The decision this week by the Court of Appeal on the case involving owners of property in a residential red zone has at last opened the way for action, not just for them but also for property owners on the Port Hills.
The challenge was brought by owners in the residential red zone in the eastern suburbs. An earlier finding by the High Court on the matter brought a halt to progress for owners of property on the Port Hills.
Earthquake Recovery Minister Gerry Brownlee has several times remarked on how unjust it was that the Port Hills owners have had to wait.
While the delay was an unfortunate side-effect of the court action, it would also have been unjust if the red-zoners had not had their day in the court.
Now that the matters have been settled by the Court of Appeal, the minister must do his part promptly to move the situation on, both for the red-zoners and for Port Hills owners.
For the Port Hills people, Brownlee has already said he intends to make an announcement on their land by the end of the week.

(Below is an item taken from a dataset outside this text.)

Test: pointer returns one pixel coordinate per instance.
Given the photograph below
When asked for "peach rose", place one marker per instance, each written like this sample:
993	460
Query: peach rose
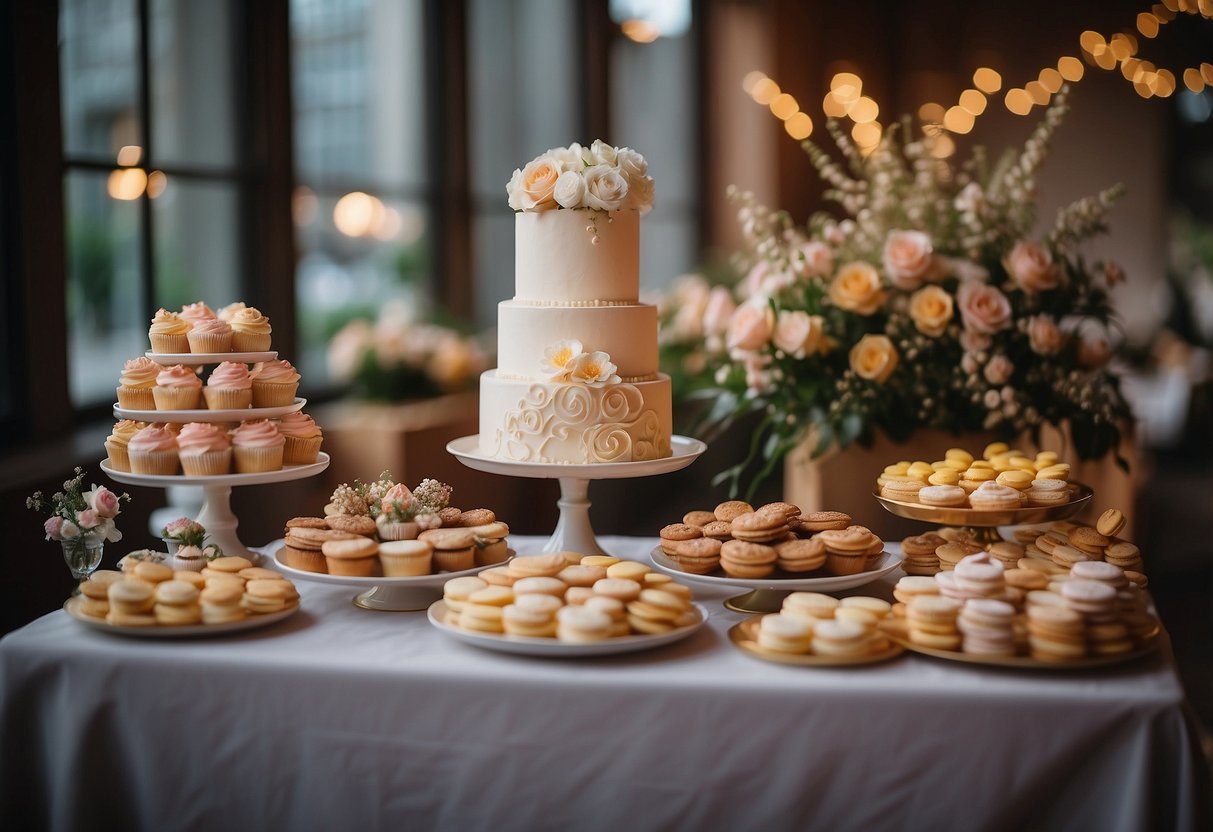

That announcement was derailed by the startling finding by the High Court that the decision in June 2011 to create the residential red zone was unlawful because it had not been made under the provisions of the Canterbury Earthquake Recovery Act.
On that point, Brownlee has been vindicated by the finding by the Court of Appeal that the decision was in fact lawful.
The Appeal Court has found that the decision, and the accompanying offer to the owners of insured properties in the zone of 100 per cent of their 2007 registered valuation, were properly done in accordance with the purposes of the earthquake recovery act.
As the Government has often said, and as the Court of Appeal has now found, both were made with the intention of allowing a practical exit for people who would otherwise be involved in lengthy negotiations with insurance companies and EQC.
Moving forward has been more difficult, however, for people in the red zone whose properties were uninsured.
The Government has offered them only 50 per cent of the value of the properties. In another part of its judgment this week, the Court of Appeal has found that that offer was unlawful.
That was because it was made without taking into account the need to consider whether it would help people recover from the earthquake in a timely way.
The court made no order about what should be done to remedy the situation. It is clear, however, the Government should consider the offer anew.
The reasons people in the red zone were uninsured vary. Some had vacant land that could not be insured.
Others were uninsured because they were between policies or had inadvertently failed to pay the premium. Some, probably a small minority, were deliberately uninsured.
It is hard to see why those who could not insure their land should not be offered a 100 per cent payout. What should be paid to the others may depend on their circumstances.
But any payment should be made with the purpose of the recovery act in mind - that decisions made under it should enable people to move on.